Kapının kulpunu yavaşça çekip gelen kişilere baktı. Diyarbakır'ın gelenek ve kültürlerine göre giyinmiş adamları daha önce hiç görmediğine emindi. En baştaki orta yaşlı, sert bir adama benziyordu ve elindeki siyah tesbihi sinirle çevirip duruyordu. Arkasındaki adam da aynı öfkeyle genç adama bakıyordu. Birden öndeki orta yaşlı adam öfke kusarak genç adamı yere doğru itti.

"Zehra nerede? Seni namussuz!"

"Kimden bahsettiğinizi anlamıyorum. Siz kimsiniz?"

Genç adam korkuyla ayağa kalkmaya çalıştı ama karşısındaki gözü dönmüş adam tekrar sert ve soğuk zemine onu itip sağ ayağını karnına doğru bastırdı. Genç adam iliklerine kadar hissettiği tüm acı ve korkuyla inlemeye başladı.
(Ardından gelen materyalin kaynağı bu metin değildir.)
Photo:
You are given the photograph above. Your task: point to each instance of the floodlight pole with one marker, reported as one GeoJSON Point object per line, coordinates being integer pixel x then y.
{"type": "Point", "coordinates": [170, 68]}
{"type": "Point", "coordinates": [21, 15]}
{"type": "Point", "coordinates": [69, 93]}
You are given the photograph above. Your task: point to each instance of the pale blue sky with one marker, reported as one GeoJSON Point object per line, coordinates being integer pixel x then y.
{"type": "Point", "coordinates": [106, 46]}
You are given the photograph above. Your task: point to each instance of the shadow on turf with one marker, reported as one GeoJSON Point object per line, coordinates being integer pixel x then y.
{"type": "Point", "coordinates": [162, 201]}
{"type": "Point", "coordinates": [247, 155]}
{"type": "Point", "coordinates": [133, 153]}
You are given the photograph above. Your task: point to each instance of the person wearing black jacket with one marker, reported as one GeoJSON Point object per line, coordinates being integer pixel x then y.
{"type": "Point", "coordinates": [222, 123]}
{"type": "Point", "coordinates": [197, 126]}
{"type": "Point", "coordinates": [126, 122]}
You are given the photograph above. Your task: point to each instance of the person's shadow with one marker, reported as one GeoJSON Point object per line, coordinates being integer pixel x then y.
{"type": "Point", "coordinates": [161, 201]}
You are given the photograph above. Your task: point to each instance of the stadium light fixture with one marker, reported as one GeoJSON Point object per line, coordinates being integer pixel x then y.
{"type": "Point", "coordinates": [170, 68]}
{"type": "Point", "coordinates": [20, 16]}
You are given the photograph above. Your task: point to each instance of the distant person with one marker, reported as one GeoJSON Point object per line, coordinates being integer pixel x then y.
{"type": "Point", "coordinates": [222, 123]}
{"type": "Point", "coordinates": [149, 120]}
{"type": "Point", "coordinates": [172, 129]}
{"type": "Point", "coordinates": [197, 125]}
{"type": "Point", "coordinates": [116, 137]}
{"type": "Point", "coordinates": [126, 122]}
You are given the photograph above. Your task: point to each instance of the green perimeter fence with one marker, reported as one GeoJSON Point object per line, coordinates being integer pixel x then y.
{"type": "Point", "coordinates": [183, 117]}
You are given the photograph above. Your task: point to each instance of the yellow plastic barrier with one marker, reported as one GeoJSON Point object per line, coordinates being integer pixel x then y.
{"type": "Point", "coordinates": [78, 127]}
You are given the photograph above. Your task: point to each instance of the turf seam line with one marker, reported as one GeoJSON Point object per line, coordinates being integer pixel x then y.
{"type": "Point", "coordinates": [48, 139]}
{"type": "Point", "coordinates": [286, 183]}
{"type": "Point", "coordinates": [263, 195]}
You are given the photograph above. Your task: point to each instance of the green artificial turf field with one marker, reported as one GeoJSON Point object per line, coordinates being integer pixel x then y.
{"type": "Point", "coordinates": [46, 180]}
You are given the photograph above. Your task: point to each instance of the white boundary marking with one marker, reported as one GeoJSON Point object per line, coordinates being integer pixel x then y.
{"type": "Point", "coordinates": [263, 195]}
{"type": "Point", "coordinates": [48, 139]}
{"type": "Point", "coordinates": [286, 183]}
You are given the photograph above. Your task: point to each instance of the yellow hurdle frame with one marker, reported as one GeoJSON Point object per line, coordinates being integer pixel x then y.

"Diyarbakır'da kimler yaşıyor bilmiyor musun? Bak son kez soruyorum Zehra nerede?" Genç adamdan hala bir cevap gelmemesi üzerine arkasındaki adamlara dönüp

"Gidin içeriye bakın ve o kızı bulun." dedi sinirli bir sesle.

Arkasındaki adamlar emri alır almaz eve doğru koşmaya başladılar. Kısa bir sessizlik ve yalnızlıktan sonra adamları tekrarendişeli bir şekilde avluya geldiler. Kimse konuşmaya cüret edemiyordu, kimseden ses çıkmayınca en küçük olanı ve Zehra'yı en çok seven oğlu Murat söze başlama gereği duydu. "Baba Zehra içeride uyuyor."

"Alın Zehra'yı gidiyoruz." Ayağını genç adamın karnından çekerek oğullarına gereken emri verdi.

"Baba üzerinde... Üzerinde..." Murat cümlesine devam edemez hale gelmişti. Yutkunarak devam etmeye çalışmıştı ama yapamamıştı. Boğazındaki yumru onu daha da güçsüz kılıyordu.

"Ne var ulan, kıza bir şey mi yapmış yoksa?" Aklına gelen kirli düşünceyle yüzünü genç adama çevirdi öfkeli bir şekilde.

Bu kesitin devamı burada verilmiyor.